Sarah Breedlove, 1867-1919

Born to parents enslaved on a plantation in Louisiana and orphaned by the age of seven, Breedlove would go on to become the first female self-made millionaire from the company she founded, Madame C.H. Walker Manufacturing, a beauty and hair-product company for black women.

Mary Edwards Walker, 1832-1919

During the Civil War, Walker volunteered with the Union Army as a surgeon, where she worked in tent hospitals on the battlefield.
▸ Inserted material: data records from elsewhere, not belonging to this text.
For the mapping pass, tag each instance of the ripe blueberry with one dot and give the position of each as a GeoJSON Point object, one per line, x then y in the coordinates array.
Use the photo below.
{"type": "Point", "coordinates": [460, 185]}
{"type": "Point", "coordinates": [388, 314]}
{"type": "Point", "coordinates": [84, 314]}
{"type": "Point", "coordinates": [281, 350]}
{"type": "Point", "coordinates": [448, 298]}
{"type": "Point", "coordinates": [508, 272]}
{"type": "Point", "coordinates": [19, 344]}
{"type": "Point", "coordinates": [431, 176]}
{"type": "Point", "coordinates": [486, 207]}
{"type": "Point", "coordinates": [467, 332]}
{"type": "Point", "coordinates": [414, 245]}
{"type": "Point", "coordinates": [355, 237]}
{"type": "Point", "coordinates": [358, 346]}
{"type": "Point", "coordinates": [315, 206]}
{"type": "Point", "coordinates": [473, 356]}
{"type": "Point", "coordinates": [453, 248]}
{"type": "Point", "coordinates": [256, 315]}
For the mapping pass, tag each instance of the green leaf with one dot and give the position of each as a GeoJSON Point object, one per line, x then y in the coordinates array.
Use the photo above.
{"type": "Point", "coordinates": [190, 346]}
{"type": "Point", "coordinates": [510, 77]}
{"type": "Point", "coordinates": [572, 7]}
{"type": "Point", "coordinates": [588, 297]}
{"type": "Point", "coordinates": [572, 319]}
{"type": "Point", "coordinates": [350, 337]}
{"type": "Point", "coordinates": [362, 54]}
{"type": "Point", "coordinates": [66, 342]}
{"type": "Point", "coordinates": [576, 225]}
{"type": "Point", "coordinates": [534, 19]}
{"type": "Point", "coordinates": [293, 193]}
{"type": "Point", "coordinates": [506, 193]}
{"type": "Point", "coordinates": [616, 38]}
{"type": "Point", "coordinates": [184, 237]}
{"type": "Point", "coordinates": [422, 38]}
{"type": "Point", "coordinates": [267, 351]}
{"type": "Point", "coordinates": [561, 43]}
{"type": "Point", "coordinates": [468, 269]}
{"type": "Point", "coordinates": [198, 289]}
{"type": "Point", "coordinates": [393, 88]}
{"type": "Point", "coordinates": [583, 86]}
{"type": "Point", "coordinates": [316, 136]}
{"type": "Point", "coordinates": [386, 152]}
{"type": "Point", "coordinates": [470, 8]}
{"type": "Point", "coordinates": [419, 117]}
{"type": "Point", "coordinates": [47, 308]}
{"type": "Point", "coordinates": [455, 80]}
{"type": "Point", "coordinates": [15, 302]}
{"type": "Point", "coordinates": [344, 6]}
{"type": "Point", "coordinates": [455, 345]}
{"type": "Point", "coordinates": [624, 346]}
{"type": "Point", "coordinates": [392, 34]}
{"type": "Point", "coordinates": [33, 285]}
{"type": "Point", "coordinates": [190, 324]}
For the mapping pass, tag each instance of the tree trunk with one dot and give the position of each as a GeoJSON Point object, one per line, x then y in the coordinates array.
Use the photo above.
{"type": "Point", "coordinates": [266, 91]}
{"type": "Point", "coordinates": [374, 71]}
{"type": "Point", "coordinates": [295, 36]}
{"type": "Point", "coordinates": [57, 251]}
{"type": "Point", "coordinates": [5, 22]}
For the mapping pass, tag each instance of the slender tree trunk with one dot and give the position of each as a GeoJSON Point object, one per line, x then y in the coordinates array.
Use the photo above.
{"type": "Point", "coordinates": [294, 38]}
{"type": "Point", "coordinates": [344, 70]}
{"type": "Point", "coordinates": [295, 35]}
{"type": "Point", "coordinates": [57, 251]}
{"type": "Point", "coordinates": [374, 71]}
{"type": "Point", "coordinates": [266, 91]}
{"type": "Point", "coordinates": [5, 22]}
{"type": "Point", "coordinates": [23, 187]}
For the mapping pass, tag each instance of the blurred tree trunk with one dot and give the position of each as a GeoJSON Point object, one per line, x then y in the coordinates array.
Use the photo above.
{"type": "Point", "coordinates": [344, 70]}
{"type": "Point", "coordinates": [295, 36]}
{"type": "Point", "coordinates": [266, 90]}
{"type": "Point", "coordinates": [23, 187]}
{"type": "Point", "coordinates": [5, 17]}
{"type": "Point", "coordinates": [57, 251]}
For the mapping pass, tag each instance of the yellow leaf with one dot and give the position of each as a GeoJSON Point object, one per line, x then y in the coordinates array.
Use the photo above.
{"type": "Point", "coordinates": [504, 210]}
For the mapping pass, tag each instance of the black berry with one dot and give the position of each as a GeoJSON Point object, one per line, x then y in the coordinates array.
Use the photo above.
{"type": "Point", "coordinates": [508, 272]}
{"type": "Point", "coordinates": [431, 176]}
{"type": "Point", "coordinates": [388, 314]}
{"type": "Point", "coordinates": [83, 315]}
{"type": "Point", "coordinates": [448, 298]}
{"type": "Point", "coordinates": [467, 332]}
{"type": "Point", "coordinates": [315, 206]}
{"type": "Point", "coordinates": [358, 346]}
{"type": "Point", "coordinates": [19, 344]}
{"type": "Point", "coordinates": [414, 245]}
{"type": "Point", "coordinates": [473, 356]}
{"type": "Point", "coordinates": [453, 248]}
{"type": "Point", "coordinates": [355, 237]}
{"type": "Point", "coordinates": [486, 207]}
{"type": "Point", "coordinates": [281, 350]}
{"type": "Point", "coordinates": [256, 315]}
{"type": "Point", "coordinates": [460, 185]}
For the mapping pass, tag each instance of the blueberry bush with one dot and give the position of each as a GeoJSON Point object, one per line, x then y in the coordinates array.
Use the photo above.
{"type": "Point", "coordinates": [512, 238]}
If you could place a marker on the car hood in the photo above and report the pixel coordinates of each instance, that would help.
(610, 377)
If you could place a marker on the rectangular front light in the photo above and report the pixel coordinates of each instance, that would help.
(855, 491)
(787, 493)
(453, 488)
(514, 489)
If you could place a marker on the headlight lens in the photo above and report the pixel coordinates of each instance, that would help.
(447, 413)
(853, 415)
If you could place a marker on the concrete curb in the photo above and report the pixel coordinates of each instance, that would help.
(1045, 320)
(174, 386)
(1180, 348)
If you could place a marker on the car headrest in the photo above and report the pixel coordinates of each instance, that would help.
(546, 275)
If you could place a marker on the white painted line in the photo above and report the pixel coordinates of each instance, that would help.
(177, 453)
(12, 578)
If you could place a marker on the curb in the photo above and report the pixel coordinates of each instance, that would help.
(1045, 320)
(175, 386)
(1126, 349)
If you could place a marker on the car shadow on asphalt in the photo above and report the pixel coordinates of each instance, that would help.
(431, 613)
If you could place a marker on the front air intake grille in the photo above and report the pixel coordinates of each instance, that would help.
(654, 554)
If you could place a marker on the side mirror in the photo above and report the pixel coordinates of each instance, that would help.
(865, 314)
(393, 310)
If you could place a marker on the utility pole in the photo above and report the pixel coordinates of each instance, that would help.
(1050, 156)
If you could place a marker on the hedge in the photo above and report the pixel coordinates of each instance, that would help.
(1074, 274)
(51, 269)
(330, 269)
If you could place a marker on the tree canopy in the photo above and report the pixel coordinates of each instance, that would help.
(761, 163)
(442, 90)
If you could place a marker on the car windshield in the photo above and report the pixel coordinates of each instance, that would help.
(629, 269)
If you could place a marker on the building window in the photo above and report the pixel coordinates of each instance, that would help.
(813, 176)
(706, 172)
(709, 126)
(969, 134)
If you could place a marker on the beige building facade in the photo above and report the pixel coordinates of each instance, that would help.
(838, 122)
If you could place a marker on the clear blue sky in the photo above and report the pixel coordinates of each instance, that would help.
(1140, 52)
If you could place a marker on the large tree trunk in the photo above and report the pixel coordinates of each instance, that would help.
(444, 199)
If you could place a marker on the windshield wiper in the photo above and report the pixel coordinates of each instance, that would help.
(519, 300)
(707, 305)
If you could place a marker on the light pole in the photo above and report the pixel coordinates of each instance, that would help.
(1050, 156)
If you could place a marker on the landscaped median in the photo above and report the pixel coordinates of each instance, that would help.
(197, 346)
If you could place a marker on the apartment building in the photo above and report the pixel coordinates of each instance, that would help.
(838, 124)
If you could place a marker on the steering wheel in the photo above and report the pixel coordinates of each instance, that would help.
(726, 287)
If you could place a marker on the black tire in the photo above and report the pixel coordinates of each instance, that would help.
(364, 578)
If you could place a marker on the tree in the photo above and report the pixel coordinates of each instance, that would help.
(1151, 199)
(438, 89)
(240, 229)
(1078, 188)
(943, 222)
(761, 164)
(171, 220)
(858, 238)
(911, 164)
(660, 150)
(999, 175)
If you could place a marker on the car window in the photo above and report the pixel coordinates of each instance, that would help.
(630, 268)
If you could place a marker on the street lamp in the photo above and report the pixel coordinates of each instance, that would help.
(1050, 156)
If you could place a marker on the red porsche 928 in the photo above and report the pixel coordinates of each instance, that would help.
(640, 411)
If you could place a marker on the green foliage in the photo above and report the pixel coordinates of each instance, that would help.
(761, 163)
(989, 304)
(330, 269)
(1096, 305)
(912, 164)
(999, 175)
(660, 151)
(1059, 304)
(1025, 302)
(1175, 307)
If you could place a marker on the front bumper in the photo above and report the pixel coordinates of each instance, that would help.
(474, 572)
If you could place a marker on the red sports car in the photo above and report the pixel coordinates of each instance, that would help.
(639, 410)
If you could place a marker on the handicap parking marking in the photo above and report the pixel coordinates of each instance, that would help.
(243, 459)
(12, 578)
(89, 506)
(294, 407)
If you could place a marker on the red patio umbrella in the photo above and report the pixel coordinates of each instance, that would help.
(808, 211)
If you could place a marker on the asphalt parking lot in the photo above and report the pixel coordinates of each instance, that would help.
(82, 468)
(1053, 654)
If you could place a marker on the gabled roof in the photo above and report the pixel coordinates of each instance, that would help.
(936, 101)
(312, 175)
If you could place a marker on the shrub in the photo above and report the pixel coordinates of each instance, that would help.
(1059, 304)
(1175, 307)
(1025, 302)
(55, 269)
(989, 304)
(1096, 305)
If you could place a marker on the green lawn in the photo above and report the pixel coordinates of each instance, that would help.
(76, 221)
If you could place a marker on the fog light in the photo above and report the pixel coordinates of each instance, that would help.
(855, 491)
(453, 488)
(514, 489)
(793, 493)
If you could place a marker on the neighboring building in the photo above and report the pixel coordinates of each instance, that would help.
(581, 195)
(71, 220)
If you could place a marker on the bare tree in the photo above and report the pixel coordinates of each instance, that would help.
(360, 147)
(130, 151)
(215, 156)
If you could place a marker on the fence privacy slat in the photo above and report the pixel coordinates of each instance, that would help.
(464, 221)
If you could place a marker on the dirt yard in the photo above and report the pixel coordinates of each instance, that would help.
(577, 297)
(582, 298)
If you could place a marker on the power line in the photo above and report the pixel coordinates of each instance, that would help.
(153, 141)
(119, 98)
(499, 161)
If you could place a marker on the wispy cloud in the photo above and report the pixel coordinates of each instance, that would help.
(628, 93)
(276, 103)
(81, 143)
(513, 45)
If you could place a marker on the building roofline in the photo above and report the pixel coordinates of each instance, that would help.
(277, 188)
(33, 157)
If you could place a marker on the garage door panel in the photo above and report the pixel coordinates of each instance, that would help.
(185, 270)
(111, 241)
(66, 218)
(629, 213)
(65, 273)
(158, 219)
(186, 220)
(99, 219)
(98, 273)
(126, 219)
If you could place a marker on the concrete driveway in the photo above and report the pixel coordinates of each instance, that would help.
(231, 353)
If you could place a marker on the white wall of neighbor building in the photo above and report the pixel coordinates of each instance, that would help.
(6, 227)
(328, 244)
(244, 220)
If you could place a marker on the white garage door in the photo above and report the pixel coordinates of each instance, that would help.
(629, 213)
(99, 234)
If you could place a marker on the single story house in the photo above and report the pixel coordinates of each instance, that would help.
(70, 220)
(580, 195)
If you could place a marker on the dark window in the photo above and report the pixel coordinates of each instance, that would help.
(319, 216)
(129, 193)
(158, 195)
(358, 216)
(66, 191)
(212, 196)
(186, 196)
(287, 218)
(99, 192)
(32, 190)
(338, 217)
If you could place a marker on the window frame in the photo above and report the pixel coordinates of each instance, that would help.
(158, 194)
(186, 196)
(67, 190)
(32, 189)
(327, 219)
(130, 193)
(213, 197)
She was eventually captured by Confederate forces, and once the war ended, she was awarded the Medal of Honor. After the war she remained a staunch suffragette and champion of women being able to wear whatever the heck they want.

Bessie Coleman, 1892-1926

Coleman, a black and Native American woman born to sharecroppers in Texas, became the first black American woman to hold a pilot license in 1921. She had to travel to France to do so, because she was not permitted to obtain a license in the U.S.

Sylvia Rivera, 1951-2002

Born and raised in New York, Rivera was a prominent gay and transgender rights activist, helping to found the Gay Liberation Front and the Gay Activist Alliance. Alongside Marsha P. Johnson, they founded the Street Transvestite Action Revolutionaries, an organization that helped young homeless trans women of color.

Marsha P. Johnson, 1945-1992

Along with founding STAR with Sylvia Rivera, Johnson played a pivotal roll in the Stonewall Riots of 1969. She also modeled for Andy Warhol and went on to become a prominent AIDS activist. In June, Netflix acquired the rights to The Death and Life of Marsha P. Johnson, a documentary based on her life.

Benazir Bhutto, 1953-2007

Bhutto was the first woman to serve as Prime Minister of Pakistan and the first to head a democratic party in a Muslim-majority nation. She was an imperfect figure of advocacy in service of women’s rights, but a strong symbol of the power a woman could have in Pakistan. She was well aware of her status as a first, and used it to make a clear point of the dangers a woman in her position faced. She told CNN, just a few months before her assassination in 2007, “They don’t believe in women governing nations, so they will try to plot against me, but these are risks that must be taken. I’m prepared to take them.”

Update, August 24, 2017, 7:30 a.m. PDT: This story was edited to include a quote from the late Benazir Bhutto.